Sperm whale clan membership and coda type detection using inter click intervals
This repository builds on the work in Deep Machine Learning Techniques for the Detection and Classification of Sperm Whale Bioacoustics, a fascinating paper by Peter C. Bermant, Michael M. Bronstein, Robert J. Wood, Shane Gero & David F. Gruber.
The purpose of the repository is to:
- reproduce the RNN experiments, providing executable code with accompanying explanation to allow others to leverage these novel techniques on their data
- identify whether architectural changes and advanced training schedules (1cycle policy) could alleviate the need for the cumbersome pretraining step
- experiment with and report results of using Random Forest instead of the RNN, a model that can be trained to good effects without specialized deep learning knowledge, is not prone to overfitting, that can be trained without the need of a GPU and that lends itself very well to interpetation
Above all, the goal of the repository is to provide an introduction to the world of marine biology and modern machine learning techniques.

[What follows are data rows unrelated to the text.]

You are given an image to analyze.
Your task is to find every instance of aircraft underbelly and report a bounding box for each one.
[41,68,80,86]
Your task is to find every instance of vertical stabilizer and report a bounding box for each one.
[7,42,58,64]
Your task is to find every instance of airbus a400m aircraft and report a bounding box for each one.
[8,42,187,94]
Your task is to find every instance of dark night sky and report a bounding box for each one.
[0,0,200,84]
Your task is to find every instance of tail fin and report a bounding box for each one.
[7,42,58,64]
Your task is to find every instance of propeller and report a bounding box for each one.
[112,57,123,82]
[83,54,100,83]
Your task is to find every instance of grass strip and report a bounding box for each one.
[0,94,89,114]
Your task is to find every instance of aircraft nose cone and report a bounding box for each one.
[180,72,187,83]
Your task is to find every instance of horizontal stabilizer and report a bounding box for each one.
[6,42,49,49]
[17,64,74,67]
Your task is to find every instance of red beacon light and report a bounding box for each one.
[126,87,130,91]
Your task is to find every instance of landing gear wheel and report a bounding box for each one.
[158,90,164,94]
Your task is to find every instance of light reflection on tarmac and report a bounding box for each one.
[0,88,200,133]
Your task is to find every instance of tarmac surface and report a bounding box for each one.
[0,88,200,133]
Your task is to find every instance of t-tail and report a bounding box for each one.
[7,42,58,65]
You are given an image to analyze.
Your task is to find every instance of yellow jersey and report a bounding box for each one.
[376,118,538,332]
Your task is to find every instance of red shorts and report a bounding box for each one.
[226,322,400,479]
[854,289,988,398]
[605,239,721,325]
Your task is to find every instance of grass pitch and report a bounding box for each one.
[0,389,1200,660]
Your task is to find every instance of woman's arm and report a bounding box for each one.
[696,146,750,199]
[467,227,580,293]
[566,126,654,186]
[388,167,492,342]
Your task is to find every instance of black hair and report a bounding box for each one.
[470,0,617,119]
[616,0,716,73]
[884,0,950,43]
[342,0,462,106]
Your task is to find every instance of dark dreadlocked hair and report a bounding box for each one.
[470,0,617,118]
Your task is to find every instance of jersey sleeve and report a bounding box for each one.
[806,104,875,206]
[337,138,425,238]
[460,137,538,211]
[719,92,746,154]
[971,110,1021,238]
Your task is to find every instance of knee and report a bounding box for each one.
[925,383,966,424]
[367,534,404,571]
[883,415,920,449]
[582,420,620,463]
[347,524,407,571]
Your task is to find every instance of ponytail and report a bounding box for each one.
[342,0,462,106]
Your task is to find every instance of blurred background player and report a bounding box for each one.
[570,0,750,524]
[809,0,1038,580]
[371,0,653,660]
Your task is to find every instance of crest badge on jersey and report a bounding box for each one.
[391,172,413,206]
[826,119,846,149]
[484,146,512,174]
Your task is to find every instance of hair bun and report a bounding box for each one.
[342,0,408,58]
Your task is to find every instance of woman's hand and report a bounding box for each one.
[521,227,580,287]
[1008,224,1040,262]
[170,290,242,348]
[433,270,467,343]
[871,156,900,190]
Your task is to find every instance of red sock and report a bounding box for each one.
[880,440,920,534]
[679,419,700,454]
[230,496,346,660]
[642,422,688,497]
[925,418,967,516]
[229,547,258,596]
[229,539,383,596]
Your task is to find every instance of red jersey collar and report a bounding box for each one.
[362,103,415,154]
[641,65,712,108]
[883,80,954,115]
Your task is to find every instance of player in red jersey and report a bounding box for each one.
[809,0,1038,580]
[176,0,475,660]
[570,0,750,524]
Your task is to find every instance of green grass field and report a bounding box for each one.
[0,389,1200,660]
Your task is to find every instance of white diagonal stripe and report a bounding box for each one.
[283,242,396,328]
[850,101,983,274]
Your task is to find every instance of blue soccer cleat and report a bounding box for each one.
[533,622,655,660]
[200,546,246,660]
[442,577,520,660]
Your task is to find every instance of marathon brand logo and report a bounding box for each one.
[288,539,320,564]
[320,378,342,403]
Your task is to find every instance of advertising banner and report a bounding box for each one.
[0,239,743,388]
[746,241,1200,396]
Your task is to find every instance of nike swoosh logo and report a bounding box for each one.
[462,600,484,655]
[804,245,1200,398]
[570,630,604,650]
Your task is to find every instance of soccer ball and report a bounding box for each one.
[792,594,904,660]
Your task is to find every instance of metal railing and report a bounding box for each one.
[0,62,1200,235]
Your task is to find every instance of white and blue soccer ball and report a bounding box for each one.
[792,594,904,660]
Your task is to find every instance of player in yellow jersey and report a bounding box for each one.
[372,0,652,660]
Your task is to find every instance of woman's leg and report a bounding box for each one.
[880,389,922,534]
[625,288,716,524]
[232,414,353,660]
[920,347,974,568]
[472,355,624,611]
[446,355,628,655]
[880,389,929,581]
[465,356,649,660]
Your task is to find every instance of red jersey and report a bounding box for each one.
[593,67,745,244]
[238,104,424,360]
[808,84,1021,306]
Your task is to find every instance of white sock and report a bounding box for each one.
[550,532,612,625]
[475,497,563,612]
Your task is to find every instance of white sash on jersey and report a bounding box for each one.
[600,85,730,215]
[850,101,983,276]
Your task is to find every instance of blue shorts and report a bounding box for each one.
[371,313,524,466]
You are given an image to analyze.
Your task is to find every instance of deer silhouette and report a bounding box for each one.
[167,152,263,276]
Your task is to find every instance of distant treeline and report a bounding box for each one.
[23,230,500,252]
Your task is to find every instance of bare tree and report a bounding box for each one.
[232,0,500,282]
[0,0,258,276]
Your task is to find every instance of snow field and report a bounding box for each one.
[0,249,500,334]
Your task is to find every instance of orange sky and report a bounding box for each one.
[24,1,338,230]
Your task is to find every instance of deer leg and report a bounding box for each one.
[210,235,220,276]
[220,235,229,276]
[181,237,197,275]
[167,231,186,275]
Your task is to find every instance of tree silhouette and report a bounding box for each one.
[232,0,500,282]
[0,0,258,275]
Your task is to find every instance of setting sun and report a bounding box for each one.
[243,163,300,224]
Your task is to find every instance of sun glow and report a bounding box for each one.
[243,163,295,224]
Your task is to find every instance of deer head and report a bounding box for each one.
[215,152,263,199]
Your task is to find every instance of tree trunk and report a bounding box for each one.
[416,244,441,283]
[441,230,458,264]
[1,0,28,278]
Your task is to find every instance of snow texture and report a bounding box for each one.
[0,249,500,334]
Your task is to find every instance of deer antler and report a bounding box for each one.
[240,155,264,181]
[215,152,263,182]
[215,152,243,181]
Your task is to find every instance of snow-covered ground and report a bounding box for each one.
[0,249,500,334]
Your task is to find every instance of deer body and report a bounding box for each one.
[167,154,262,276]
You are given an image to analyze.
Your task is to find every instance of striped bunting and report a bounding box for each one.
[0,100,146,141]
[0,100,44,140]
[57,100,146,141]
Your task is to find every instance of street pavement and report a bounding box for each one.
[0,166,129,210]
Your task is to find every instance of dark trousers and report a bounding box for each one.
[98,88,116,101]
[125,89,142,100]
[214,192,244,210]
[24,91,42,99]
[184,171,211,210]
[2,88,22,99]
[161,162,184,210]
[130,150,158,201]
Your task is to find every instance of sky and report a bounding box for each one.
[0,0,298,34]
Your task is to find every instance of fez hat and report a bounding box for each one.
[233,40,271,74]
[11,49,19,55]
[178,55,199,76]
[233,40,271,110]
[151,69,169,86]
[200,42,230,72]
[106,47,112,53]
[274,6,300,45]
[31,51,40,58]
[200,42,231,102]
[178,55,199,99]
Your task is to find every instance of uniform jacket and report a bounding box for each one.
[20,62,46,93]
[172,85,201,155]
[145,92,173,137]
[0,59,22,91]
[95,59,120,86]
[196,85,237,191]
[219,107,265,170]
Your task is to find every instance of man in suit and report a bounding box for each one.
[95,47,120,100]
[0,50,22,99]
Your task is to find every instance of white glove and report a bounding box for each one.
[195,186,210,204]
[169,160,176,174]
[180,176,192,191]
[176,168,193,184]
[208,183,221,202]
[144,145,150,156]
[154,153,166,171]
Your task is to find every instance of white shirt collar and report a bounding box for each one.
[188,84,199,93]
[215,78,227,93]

We chose to focus on the clan detection and coda type detection tasks on the dominicana dataset. Those were the only tasks (apart from classification using a CNN) where results were reported on the validation set and where we were able to reconstruct how the data was processed (based on the paper and the accompanying repository).
Our goal was not to go for the breadth of our inquiry, but rather to follow in the footsteps of the breakthrough paper to better understand the fascinating phenonemana of ICIs and their potential role in whale communication.
The notebooks were constructed in a way as to allow a broader audience to follow in our footsteps.
model | accuracy |
---|---|
RNN (paper) | 95.3% |
RNN (ours) | 93.7% |
Random Forest | 95.3% |
model | accuracy |
---|---|
RNN (paper) | 99.9% |
RNN (ours) | 100% |
Random Forest | 99.6% |
Our RNN and Random Forest use the same sampling of the train and validation sets and thus these results are easiest to compare. The paper followed a different sampling of the train and validation sets.
Overall, the differences in performance, given the size of the validation set, are next to insignificant. All the models perform similarly.
An interesting result is the stronger performance of our Random Forest as compared to our RNN on the clan detection task.
We found no benefits to pretraining. For RNNs we got best results when training the entire model from scratch.
The main consideration that we would like to highlight is how much less compute and specialized knowledge was needed to get good results with Random Forest. Above all, the interpretability of the model is unparalleled. The robustness of the method to training on unbalanced data and its legendary ability to not overfit (while still packing enough variance to give good results) makes this a great model to have in one's toolbox.